Dans les Bouches-du-Rhône, Guy Benarroche compte être réélu avec le même « trio gagnant » de la gauche unie

Dans les Bouches-du-Rhône, où la gauche a conservé Marseille, le sortant Guy Benarroche sera à nouveau candidat et espère conserver son siège. « On se dirige vers une liste commune, comme la dernière fois, qui avait permis de faire élire, dans l’ordre, Jérémy Bacchi (PCF), Marie-Carlette Carlotti (PS) et Guy Benarroche. Donc on se dirige vers la même solution, avec les mêmes personnes », confie un élu local. « C’est le trio gagnant de la dernière fois, il n’y a aucune raison que ça change », confirme Guillaume Gontard.

Daniel Salmon en bonne posture en Ille-et-Vilaine

Daniel Salmon, sénateur Ecologiste d’Ille-et-Vilaine, va aussi rempiler. « Dans ce département, il y a moins de soucis. Il sera à la tête d’une liste autonome, comme il y a 6 ans », avance Guillaume Gontard. Car selon les équations locales, il vaut mieux parfois partir seul que sur une liste d’union.

Mélanie Vogel bien placée pour être réélue pour les Français établis hors de France

Autre sortante renouvelable : Mélanie Vogel, sénatrice représentant les Français établis hors de France. Là aussi, les écolos ont de bon espoir de la voir réélue. « Les élections consulaires (qui définissent ici les grands électeurs, ndlr) ont été très très bonnes pour les écologistes », souligne le président de groupe. Au point d’espérer deux sièges ? « Sur le papier, ce n’est pas évident, mais peut-être, s’il y a beaucoup de listes », imagine un sénateur du groupe.

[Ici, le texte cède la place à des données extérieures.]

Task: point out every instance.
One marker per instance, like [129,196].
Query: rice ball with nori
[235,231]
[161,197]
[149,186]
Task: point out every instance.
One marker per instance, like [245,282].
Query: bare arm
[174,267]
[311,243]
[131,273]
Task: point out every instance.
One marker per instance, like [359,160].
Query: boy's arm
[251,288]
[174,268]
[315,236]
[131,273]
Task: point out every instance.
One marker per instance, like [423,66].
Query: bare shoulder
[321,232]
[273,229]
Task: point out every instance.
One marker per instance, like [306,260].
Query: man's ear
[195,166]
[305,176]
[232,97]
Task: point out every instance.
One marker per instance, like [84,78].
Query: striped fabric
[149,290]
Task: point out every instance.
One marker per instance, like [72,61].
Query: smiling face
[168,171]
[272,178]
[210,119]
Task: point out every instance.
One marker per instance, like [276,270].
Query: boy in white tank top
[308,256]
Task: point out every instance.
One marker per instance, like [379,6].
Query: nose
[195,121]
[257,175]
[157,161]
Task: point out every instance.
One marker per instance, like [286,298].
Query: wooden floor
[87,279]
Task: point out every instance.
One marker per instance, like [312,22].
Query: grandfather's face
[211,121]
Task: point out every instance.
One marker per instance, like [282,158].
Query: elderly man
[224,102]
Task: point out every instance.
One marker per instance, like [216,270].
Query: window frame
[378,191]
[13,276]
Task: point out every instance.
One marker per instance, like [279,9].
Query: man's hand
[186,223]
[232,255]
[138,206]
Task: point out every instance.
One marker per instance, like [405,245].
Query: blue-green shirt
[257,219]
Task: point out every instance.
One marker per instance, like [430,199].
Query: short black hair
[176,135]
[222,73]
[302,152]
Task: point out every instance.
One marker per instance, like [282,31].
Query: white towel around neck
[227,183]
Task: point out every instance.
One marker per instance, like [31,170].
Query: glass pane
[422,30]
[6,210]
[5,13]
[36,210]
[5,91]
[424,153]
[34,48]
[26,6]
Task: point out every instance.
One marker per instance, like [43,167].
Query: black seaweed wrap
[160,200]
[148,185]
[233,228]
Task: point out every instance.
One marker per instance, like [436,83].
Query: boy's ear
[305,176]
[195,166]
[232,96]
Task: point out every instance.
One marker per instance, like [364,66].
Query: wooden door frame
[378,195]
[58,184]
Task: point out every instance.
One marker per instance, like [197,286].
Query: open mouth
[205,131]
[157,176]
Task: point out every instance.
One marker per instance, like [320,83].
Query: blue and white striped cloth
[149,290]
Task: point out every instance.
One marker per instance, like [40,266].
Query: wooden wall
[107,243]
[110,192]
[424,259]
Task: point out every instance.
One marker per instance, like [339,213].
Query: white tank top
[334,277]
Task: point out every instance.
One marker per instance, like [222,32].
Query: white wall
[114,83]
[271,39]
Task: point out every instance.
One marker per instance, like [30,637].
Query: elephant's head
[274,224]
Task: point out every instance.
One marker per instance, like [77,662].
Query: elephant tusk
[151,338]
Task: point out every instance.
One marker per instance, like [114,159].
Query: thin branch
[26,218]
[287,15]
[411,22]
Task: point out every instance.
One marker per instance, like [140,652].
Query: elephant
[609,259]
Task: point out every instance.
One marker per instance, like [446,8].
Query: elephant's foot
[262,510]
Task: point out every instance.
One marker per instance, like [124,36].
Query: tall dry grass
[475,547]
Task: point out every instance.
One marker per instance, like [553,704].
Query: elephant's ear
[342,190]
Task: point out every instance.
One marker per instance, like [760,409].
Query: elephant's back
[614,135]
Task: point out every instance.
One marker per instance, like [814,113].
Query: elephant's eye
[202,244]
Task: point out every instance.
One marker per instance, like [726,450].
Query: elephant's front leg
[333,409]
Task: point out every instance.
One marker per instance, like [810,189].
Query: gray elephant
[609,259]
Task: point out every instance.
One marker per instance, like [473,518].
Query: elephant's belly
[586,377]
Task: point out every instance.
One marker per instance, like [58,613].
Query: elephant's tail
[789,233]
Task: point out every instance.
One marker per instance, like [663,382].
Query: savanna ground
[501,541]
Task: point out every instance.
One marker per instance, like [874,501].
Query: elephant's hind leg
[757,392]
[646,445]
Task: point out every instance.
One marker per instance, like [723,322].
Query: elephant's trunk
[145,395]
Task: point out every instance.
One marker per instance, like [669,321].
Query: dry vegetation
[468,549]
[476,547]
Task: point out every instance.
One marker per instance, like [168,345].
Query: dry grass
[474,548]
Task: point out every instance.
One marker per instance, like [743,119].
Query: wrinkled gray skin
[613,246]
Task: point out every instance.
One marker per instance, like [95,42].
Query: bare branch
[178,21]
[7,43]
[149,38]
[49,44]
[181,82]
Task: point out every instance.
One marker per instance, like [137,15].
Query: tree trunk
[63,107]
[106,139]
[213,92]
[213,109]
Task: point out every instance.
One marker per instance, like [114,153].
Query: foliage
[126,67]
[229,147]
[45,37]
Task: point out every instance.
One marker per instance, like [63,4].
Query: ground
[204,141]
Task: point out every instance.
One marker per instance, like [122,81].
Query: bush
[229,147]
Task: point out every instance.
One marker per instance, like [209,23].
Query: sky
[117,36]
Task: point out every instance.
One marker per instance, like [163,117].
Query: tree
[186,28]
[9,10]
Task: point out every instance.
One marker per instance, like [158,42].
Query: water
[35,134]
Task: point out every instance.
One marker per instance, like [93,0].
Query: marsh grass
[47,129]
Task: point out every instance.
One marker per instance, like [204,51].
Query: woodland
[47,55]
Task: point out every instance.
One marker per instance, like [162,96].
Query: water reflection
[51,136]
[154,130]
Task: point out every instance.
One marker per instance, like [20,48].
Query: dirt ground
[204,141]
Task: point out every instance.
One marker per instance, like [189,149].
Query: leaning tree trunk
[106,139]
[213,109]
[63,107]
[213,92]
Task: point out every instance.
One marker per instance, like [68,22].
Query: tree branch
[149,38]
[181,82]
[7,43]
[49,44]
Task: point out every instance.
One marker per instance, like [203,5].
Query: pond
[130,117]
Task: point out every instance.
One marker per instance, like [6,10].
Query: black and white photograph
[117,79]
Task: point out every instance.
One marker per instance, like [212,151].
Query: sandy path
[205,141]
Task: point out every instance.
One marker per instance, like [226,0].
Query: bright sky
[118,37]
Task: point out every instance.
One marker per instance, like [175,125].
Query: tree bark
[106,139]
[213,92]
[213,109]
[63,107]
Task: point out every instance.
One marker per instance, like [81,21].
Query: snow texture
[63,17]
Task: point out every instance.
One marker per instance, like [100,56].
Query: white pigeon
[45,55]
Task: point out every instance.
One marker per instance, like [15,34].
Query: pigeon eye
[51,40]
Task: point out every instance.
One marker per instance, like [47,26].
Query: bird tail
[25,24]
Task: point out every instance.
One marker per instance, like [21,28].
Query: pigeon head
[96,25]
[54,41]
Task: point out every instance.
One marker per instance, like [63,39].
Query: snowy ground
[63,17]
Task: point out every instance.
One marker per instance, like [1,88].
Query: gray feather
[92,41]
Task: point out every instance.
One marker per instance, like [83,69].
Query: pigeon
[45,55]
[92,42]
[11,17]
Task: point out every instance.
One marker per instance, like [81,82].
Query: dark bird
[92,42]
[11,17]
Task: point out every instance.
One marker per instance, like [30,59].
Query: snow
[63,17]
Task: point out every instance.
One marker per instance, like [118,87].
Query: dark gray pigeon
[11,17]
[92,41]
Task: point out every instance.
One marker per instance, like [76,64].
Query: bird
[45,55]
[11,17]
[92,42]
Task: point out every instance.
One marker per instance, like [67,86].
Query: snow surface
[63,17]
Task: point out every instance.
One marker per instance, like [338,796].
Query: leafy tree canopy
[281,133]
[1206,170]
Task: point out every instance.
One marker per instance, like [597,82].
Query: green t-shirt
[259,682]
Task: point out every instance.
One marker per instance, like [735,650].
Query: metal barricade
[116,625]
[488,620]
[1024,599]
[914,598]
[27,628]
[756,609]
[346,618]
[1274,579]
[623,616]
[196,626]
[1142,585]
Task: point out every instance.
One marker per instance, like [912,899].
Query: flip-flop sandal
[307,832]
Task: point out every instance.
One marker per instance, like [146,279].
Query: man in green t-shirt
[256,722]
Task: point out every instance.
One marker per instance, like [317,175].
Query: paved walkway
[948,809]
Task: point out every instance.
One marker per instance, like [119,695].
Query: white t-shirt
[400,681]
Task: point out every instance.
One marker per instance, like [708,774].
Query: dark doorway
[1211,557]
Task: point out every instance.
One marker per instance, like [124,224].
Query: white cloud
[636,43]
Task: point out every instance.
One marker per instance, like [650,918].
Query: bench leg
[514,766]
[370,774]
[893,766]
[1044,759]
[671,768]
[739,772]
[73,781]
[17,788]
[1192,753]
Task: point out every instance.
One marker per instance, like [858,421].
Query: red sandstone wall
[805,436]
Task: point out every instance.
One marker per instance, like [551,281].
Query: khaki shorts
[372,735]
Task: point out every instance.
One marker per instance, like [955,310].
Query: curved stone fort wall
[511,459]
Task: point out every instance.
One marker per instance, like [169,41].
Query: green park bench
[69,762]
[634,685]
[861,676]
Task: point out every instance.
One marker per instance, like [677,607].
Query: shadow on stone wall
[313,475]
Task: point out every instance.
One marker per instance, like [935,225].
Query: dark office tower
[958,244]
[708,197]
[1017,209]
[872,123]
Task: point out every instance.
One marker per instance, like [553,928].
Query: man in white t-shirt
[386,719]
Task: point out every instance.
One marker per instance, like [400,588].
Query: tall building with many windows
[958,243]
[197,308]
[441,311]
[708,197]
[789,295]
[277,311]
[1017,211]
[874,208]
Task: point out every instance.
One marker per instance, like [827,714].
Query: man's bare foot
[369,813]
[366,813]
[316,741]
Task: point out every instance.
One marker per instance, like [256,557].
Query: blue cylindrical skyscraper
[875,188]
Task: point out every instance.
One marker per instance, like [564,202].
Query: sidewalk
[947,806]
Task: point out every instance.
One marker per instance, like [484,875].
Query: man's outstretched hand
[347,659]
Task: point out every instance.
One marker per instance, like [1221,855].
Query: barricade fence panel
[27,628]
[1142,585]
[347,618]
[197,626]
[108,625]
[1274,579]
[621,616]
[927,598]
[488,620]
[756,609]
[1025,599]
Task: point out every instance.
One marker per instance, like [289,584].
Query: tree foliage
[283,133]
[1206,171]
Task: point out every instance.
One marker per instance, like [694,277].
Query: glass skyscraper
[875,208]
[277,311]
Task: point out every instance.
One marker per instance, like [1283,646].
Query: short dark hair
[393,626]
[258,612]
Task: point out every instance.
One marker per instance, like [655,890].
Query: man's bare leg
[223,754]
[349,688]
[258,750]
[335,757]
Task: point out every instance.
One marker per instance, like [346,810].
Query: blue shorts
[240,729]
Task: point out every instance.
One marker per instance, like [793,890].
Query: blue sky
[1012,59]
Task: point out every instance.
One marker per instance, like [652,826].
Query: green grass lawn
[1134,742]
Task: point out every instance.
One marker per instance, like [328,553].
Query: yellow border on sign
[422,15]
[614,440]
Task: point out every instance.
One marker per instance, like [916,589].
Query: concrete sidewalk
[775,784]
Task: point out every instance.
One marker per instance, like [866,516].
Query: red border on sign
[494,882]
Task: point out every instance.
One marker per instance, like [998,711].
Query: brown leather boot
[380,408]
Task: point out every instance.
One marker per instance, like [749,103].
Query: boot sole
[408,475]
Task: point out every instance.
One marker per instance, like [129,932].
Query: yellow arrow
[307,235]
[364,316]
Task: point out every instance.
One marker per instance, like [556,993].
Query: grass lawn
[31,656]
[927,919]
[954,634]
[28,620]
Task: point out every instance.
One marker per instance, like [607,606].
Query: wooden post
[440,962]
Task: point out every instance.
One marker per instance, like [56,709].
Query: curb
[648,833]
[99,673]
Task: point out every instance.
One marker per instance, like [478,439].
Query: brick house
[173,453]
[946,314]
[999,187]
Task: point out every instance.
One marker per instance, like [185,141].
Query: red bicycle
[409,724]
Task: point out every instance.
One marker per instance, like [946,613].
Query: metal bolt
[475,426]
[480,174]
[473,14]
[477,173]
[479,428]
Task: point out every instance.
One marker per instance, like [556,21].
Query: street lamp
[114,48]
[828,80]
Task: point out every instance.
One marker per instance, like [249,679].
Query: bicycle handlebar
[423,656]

Il faudra attendre la fin des négociations avec les autres partis pour avoir une vision plus affinée. « Après, on ne s’interdit rien. Il y a des départements où ce n’est pas gagné, mais à voir, avec un candidat de la gauche unie, comme par exemple en Savoie », glisse Guillaume Gontard, qui évoque aussi « la Haute-Garonne et la Seine-Maritime, où il y a des discussions ». Le président de groupe résume l’ambition : « Plus on arrive à avoir d’accords, que ce soit avec le PS ou le PCF, plus on a de chances d’avoir davantage de parlementaires. On avait 99 sénateurs sur les trois groupes de gauche, et à peu près 110 avec la sensibilité de gauche du groupe RDSE. L’idée, c’est d’essayer de stabiliser ce nombre. Ça passera par des accords intelligents ». C’est tout l’objet des discussions en cours.